Thursday, April 17, 2014

White-Outs and a Near Miss at Maroon Bells

I surfed the channels the other night and caught a documentary on the Rocky Mountains of Colorado, and fondly remembered a trip some years back to Colorado's famed Maroon Bells. The heavy snowfall the day before continued as I woke up to a virtual white-out. It was my first day in Aspen, and I was ready to hit the road and explore, with Maroon Bells as the first target on my list. Just a short 12 miles from Aspen, I thought Maroon Bells would be an ideal first stop. If only the weather would cooperate...

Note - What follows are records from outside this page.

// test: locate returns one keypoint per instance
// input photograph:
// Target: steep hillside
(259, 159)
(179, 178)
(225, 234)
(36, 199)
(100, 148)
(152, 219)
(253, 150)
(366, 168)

A break in the weather would allow me to see the famed red rocks even for just a moment, as I go for another cup of coffee and ponder my next move (for more photos on Maroon Bells, check out my previous post in my other blog here at

As I walk back to pick up my camera from the room, the weather seemed to deteriorate even more, and a break in the weather seemed remote. Still, I go back down, get another cup of coffee, and wait. Nature had other plans, apparently. "With this weather, the road up Maroon Bells could be pretty messy..." said the concierge, as I gaze out the window, seeing my very first white-out. Talk then shifted to the Colorado Rockies, and if they can ever replicate the run they had in 2007, before being swept by the Boston Red Sox in the finals. Hopefully, I'll have better luck than the Rockies. Travelling during the off-season has its perks, but with a few downsides as well.

Then, I decided. If I'm going to go for it, might as well go early. "Good luck." said the concierge, as I waived goodbye. Armed with another cup of coffee, I punch in the coordinates at the GPS, and go for it. It was my first time to drive on ice, and I was told to maintain a deliberate yet low speed. The regular intervals of snowplows on the major roads make it easier to navigate the icy roads. As I neared Maroon Bells, I could feel the sunlight at the side of my face, could this be the break in the weather? And as I enter the deserted park, I excitedly looked for the perfect parking slot. Sometimes, it's even harder to park in a deserted parking lot.

The grey skies lifted its veil over Maroon Bells, and for just a few minutes, revealed the famed red rocks. Composed mostly of hardened sedimentary mudstone for its distinctive deep red and maroon hues, Maroon Bells is among Colorado's most photographed spots. Taking advantage of the break in the weather, I snap away at the red rocks, which can be difficult with thick gloves.

I then walk down the short trail to the lake and look for the best vantage point of the twin peaks, as the grey skies slowly reclaimed the landscape. And I almost had it...

And just like that, Maroon Bells was once again cloaked in a thick grey fog, hiding its distinctive red rocks for another day. I never did get a chance to go back, but my memories of Maroon Bells are just as vivid. A near miss, but absolutely no regrets.  Seeing the iconic red rocks, even for just a few minutes, made all the difference.